International Meeting for Autism Research: Streptococcal Antibodies In Autism Spectrum Disorders with Catatonia

Streptococcal Antibodies In Autism Spectrum Disorders with Catatonia

Friday, May 13, 2011
Elizabeth Ballroom E-F and Lirenta Foyer Level 2 (Manchester Grand Hyatt)
2:00 PM
S. Kile1, M. Chez2, C. Parise3, A. Hankins4, T. Donnel3, R. Low5, S. Caffery6 and C. Lepage6, (1)Sacramento, CA, (2)Sutter Neuroscience Institute, Sacramento; UC Davis Medical Center, Sacramento, CA, United States, (3)Sacramento, CA, United States, (4)Sutter Institute for Medical Research, Sacramento, CA, (5)Sutter Neuroscience Medical Group, Sacramento, CA, United States, (6)Sutter Neuroscience Medical Group, Sacramento, CA
Background: Catatonia has been described for centuries yet the etiology of this disabling illness has remained elusive and it is often regarded as an idiopathic psycho-motor complication of psychiatric illness. Recently, catatonia has become recognized as having an increased prevalence (12-17%) in young adults with autism spectrum disorders (Wing and Shah, 2000; Billstedt et al., 2005). Laboratory abnormalities have been reported in some cases of catatonia (eg, elevated CPK, low iron, elevated CSF HVA); however, to our knowledge, this is the first report of abnormal streptococcal antibodies in catatonia.

Objectives: To evaluate clinical features and diagnostic studies in catatonia in young adults with autism spectrum disorders.

Methods: A record review of 78 patients who presented to the Sutter Transition for Autism and Neurodevelopmental Disorders (S.T.A.N.D.) Clinic, a transition clinic for young adults with neurodevelopmental disorders, over 18-months since inception.

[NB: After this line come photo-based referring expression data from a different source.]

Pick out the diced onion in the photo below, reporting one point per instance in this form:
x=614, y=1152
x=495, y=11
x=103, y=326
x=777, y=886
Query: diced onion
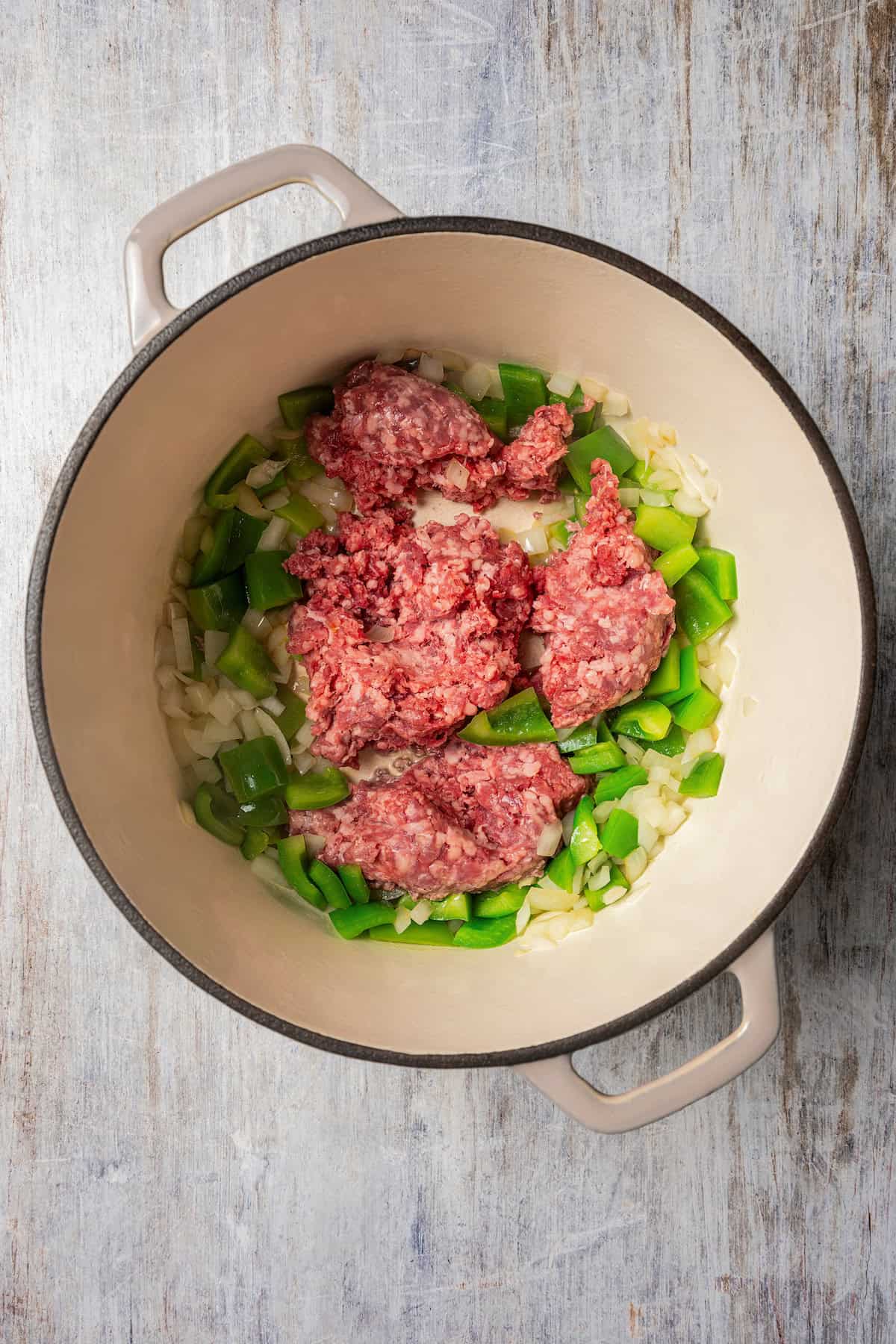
x=430, y=369
x=269, y=727
x=550, y=839
x=476, y=381
x=274, y=535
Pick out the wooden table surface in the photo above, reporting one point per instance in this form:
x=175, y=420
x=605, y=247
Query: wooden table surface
x=169, y=1171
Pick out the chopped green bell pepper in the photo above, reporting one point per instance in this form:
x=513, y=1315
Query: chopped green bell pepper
x=603, y=756
x=328, y=885
x=217, y=813
x=620, y=833
x=485, y=933
x=675, y=564
x=293, y=858
x=662, y=527
x=301, y=515
x=267, y=584
x=524, y=390
x=319, y=789
x=492, y=905
x=299, y=405
x=247, y=665
x=355, y=883
x=617, y=785
x=601, y=443
x=645, y=719
x=700, y=611
x=517, y=719
x=721, y=569
x=211, y=564
x=668, y=675
x=452, y=907
x=585, y=841
x=231, y=470
x=697, y=712
x=421, y=936
x=704, y=777
x=254, y=769
x=220, y=605
x=358, y=920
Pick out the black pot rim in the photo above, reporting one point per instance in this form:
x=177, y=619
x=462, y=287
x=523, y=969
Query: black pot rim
x=349, y=238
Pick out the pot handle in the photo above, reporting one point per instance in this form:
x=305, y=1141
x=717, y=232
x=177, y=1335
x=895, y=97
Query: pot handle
x=148, y=307
x=615, y=1115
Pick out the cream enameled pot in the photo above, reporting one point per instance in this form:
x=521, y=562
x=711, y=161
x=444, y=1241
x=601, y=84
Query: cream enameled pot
x=805, y=638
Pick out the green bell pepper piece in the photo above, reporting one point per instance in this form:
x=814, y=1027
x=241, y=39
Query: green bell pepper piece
x=517, y=719
x=721, y=569
x=675, y=564
x=494, y=413
x=485, y=933
x=700, y=611
x=320, y=789
x=594, y=895
x=293, y=856
x=329, y=885
x=220, y=605
x=254, y=769
x=697, y=712
x=293, y=717
x=662, y=527
x=603, y=756
x=688, y=678
x=561, y=868
x=211, y=564
x=301, y=515
x=648, y=721
x=358, y=920
x=421, y=936
x=586, y=735
x=355, y=883
x=668, y=675
x=704, y=777
x=231, y=470
x=585, y=841
x=243, y=539
x=617, y=785
x=620, y=833
x=299, y=405
x=601, y=443
x=492, y=905
x=673, y=744
x=215, y=812
x=267, y=584
x=452, y=907
x=247, y=665
x=524, y=390
x=255, y=843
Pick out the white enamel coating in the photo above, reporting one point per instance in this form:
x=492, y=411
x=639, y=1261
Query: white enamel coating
x=148, y=305
x=756, y=974
x=503, y=296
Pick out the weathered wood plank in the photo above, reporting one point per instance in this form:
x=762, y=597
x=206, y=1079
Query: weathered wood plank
x=167, y=1169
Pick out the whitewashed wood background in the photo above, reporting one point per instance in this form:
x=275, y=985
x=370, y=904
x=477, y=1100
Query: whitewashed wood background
x=169, y=1171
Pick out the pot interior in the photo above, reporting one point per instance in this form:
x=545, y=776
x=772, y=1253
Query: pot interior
x=788, y=717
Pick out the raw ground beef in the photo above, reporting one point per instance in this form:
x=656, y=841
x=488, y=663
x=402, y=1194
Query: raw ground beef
x=464, y=819
x=393, y=433
x=606, y=616
x=406, y=632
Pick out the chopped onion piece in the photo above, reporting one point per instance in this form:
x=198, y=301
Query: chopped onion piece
x=269, y=727
x=563, y=385
x=550, y=838
x=433, y=370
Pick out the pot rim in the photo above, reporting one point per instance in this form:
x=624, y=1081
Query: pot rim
x=290, y=257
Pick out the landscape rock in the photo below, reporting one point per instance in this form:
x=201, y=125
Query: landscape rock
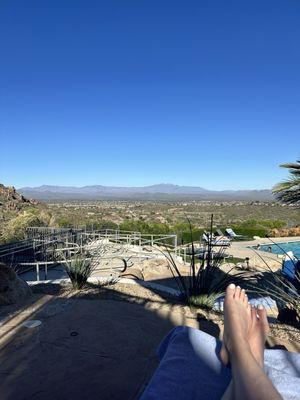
x=12, y=288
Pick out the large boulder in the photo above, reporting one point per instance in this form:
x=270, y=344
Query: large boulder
x=12, y=288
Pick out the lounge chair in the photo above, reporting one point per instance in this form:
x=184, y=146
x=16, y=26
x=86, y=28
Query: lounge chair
x=290, y=267
x=218, y=232
x=231, y=234
x=219, y=241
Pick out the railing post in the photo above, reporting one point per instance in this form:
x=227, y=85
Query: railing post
x=37, y=272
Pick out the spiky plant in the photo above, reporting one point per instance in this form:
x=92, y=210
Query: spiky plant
x=205, y=281
x=288, y=191
x=282, y=289
x=79, y=270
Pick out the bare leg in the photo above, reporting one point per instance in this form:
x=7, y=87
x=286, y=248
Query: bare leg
x=241, y=323
x=257, y=332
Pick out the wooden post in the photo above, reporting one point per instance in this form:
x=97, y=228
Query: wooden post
x=37, y=272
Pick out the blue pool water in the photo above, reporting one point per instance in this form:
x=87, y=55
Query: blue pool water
x=281, y=248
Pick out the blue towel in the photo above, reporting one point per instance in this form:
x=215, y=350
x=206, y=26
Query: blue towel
x=190, y=369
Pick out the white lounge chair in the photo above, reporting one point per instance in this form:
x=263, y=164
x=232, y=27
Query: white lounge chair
x=231, y=234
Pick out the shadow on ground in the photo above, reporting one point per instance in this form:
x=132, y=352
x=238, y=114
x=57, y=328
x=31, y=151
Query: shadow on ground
x=89, y=345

Results: Five cases (age range 16-29) out of 78 of teens and adults (age range 16-60) with autism spectrum disorders presented with catatonia. Laboratory screening revealed an elevated anti-DNase Ab (avg. 544 [340-1360]; nl <85) in all five subjects with catatonia and an elevated ASOT (avg 437.8 [105-1210]; nl <200) in three of the five with catatonia. No clear recent streptococcal infections were identified in these five subjects. Three subjects demonstrated a positive clinical response to immunotherapy (the other two patients are still being assessed and are likely going to start immunotherapy soon).

Conclusions: We hypothesize that the streptococcal antibodies may point to a neuro-autoimmunologic etiology of catatonia in autism spectrum disorders. Similar neuro-immunologic mechanisms have been proposed in other neurological disorders associated with streptococcal antibodies (PANDAS, Sydenham’s chorea, and post-streptococcal dystonia). Further investigation is important as this could represent a biomarker for catatonic patients who may respond to immunological treatment strategies.